Sunarto sebagai ketua P3A Karya Mulya Nuban Tiga Bumi Ratu Nuban menyampaikan bahwa “Pembangunan saluran irigasi tersier tersebut bersumber dari dana aspirasi DPRD provinsi Lampung yang dikerjakan oleh kepala kampung setempat M. Yusuf Riadi dengan alasan biar cepat selesai dan menyediakan tenaga kerja,” Kilasnya.
Dijelaskan juga dalam pengerjaan bangunan saluran irigasi tersier tersebut ada konsultannya dan tenaga pendamping dari Bandar Lampung. Bangunan yang terletak di tiga titik lokasi total keseluruhan panjangnya 994m dengan menelan anggaran 190 juta rupiah.
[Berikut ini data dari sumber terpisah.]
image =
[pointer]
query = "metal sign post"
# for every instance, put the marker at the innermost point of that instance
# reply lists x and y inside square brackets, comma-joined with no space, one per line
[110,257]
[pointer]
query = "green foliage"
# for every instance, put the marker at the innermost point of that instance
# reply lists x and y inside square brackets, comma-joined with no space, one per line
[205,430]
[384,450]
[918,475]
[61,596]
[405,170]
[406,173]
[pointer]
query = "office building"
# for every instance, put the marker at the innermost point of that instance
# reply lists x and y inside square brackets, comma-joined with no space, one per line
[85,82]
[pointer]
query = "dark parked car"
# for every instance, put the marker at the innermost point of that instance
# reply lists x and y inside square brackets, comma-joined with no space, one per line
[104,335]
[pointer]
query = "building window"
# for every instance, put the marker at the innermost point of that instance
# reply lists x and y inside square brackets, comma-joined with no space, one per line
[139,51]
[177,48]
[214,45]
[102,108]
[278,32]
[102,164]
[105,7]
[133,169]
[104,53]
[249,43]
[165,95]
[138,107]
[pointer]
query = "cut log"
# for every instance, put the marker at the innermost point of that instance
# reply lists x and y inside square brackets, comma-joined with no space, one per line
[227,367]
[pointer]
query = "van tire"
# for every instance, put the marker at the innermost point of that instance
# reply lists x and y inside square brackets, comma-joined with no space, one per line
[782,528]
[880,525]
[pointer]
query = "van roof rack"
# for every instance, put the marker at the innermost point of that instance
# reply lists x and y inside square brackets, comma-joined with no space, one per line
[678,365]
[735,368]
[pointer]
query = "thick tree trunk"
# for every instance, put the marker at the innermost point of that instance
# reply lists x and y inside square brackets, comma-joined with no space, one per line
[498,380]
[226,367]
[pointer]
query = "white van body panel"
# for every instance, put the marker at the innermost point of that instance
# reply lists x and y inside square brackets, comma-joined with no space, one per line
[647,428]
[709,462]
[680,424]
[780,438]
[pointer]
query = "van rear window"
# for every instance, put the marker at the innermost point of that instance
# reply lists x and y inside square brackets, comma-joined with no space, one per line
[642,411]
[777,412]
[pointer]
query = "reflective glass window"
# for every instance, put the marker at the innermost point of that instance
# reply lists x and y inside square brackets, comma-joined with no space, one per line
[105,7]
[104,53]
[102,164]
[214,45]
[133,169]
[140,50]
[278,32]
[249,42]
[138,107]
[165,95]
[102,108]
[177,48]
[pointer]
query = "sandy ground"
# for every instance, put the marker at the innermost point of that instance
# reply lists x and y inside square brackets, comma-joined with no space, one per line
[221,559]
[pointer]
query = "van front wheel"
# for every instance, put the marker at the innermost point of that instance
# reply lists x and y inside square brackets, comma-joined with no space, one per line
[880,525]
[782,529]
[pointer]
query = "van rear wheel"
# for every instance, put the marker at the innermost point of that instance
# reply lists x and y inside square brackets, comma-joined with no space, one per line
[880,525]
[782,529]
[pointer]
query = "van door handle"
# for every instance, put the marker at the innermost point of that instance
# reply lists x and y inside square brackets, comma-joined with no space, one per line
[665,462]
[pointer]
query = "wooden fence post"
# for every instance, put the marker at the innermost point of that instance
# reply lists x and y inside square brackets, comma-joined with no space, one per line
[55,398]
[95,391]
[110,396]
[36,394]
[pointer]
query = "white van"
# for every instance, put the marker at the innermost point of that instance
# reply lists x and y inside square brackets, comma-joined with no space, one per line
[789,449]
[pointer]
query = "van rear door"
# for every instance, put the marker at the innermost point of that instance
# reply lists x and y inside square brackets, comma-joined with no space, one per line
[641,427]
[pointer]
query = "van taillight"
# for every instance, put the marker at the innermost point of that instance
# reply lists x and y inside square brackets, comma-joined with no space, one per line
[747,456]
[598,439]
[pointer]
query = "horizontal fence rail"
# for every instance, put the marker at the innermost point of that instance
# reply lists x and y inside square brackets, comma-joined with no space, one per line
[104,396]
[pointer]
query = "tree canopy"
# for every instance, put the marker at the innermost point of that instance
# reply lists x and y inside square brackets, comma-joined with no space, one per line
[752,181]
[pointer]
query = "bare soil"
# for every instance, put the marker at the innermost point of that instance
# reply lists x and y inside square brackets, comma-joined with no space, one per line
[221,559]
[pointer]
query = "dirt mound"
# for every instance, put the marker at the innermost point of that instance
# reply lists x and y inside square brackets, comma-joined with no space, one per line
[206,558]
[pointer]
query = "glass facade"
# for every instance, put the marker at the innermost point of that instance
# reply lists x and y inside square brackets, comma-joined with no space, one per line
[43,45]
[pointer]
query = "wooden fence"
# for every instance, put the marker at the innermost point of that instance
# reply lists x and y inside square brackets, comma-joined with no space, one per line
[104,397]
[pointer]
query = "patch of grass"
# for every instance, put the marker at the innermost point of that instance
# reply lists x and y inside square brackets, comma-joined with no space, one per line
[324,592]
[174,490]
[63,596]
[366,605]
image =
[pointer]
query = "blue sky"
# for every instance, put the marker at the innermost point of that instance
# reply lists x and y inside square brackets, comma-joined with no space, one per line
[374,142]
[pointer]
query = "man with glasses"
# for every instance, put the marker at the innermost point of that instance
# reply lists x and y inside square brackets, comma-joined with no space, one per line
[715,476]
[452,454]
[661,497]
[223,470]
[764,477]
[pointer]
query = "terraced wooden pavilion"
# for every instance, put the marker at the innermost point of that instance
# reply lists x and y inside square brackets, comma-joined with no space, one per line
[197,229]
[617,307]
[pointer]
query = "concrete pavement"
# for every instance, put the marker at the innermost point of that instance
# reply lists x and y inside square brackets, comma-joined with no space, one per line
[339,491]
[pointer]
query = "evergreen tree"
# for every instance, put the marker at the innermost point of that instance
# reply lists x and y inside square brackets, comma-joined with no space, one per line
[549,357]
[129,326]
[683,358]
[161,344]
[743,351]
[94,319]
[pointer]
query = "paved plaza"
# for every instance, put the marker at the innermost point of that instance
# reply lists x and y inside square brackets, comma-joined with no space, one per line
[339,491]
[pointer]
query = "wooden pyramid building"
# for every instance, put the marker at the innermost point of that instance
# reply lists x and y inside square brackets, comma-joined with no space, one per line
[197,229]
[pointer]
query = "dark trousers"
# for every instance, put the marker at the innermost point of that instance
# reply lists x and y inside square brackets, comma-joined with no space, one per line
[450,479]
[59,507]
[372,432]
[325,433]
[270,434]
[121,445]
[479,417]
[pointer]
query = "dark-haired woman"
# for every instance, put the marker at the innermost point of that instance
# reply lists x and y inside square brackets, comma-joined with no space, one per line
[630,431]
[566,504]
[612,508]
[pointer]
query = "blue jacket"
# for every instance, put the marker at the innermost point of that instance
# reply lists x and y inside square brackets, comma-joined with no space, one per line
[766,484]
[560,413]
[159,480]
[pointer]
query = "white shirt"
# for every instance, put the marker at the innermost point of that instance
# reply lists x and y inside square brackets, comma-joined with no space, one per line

Pembangunan di awali pengerjaanya mulai tanggal 8 Nopember sampai dengan 24 Desember 2025 dananya sudah habis.

Dalam ruang konfirmasi di rumah ketua P3A, Ferry Arief ketua PWRI Lampung Tengah menunjukkan video dan foto bangunan yang di ambil dari lokasi pembangunan irigasi tersier dengan jelas kondisi bahan bangunan tampak campuran blok beton diduga tidak sesuai yang disampaikan oleh ketua P3A yaitu 1 : 3.5 dengan T = 50cm, P = 48cm, Tbl = 8cm dikawatirkan kualitasnya diragukan.